Герцог выпил еще, потом вытер рот рукавом шелковой рубахи и махнул пажу:
— Еще, Исаак. — Потом Фенгбальд снова обратился к Лездраке: — Я кое-чему научился у старины Гутвульфа, хотя он и был неудачником. Я получил ключи от великого королевства. Они у меня в руках, и я не собираюсь выкидывать их, действуя торопливо и необдуманно.
— Ключи от королевства? — презрительно уронил тритинг. — Что это за ерунда, придуманная каменными жителями?
Фенгбальд, казалось, был доволен, что наемник не понял его.
— Как вы, обитатели равнин, надеетесь сбросить в море меня и всех остальных жителей городов? Вы вечно болтаете об этом! У вас нет кораблей, Лездрака, никаких кораблей. А теперь пойди и притащи сюда старика. Ты ведь любишь ночную прохладу — ты и твои люди всю жизнь едят, спят и развлекаются под звездами. — Герцог ухмыльнулся.
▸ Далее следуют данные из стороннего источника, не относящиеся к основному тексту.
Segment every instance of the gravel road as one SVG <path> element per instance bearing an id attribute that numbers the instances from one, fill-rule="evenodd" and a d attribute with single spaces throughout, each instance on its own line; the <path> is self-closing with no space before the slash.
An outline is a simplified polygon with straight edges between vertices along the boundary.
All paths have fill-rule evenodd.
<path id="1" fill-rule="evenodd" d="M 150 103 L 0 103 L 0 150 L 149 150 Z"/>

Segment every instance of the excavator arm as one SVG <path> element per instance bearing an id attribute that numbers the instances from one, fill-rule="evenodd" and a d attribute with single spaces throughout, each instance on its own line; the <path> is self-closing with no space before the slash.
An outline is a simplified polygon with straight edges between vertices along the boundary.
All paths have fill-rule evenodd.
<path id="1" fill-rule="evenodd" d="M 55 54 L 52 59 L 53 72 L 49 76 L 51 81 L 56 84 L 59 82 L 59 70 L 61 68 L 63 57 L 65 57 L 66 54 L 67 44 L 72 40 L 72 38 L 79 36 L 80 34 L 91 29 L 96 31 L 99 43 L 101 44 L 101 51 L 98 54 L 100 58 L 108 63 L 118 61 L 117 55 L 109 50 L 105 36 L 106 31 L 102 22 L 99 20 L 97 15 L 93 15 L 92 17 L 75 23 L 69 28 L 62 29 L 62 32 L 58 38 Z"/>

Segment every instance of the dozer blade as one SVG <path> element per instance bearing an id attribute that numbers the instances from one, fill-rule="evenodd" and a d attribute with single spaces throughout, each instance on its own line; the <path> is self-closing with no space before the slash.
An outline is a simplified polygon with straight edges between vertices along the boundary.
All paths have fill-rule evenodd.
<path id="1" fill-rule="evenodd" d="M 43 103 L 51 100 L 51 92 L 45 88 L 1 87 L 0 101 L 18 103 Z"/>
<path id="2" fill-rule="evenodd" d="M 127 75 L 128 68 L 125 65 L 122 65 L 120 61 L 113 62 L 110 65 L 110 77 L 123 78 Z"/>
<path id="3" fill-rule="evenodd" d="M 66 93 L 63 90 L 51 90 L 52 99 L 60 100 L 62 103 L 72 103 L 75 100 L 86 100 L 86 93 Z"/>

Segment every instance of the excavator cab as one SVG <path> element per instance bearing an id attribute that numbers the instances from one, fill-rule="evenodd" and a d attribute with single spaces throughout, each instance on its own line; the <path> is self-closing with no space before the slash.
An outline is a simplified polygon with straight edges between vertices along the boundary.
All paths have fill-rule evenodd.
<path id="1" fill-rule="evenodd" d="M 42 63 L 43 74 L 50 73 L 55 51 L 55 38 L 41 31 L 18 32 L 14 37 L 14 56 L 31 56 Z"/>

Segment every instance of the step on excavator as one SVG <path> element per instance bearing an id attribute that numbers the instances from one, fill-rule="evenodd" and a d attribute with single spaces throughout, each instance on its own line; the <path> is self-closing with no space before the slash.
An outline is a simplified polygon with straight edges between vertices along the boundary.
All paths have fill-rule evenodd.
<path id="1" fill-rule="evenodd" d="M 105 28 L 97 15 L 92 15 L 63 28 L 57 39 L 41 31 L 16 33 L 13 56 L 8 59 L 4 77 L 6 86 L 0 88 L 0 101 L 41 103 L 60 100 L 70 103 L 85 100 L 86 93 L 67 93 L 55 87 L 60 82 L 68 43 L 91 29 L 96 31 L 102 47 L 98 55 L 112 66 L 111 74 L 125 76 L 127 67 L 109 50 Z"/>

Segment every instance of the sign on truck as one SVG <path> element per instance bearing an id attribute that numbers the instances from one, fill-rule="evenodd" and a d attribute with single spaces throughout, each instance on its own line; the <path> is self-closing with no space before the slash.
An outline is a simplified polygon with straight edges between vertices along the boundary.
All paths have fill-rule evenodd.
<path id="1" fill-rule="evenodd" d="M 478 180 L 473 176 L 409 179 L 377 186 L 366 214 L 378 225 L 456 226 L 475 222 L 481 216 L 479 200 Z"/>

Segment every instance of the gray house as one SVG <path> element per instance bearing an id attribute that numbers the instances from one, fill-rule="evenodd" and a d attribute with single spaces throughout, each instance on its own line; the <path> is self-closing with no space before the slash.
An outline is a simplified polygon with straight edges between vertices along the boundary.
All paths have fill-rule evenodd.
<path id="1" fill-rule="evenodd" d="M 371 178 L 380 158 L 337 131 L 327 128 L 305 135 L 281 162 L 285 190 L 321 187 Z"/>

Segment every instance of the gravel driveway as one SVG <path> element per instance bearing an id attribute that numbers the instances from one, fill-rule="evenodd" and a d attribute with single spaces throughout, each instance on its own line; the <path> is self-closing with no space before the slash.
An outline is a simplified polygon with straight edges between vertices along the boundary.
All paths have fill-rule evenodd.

Обернувшись к пажу, чтобы посмотреть, как он наполняет чашу, Рука Верховного короля не заметил злобного взгляда покидавшего шатер тритинга. Если не считать гудения хлопавшей на ветру ткани, в шатре воцарилась тишина.
— Итак, крошка, — сказал наконец Фенгбальд, ткнув безмолвную женщину обутой в домашнюю туфлю ногой. — Каково это, чувствовать, что ты принадлежишь человеку, который в один прекрасный день приберет к рукам всю страну? — Она не ответила, и он пнул ее снова, на этот раз грубее. — Говори, женщина!
Она медленно подняла глаза. Ее красивое лицо было пустым, безжизненным, как лицо мертвеца.
— Это хорошо, господин, — пробормотала она наконец. Она говорила на вестерлинге с картавым эрнистирийским акцентом. Женщина снова опустила голову, волосы занавесом упали на лицо.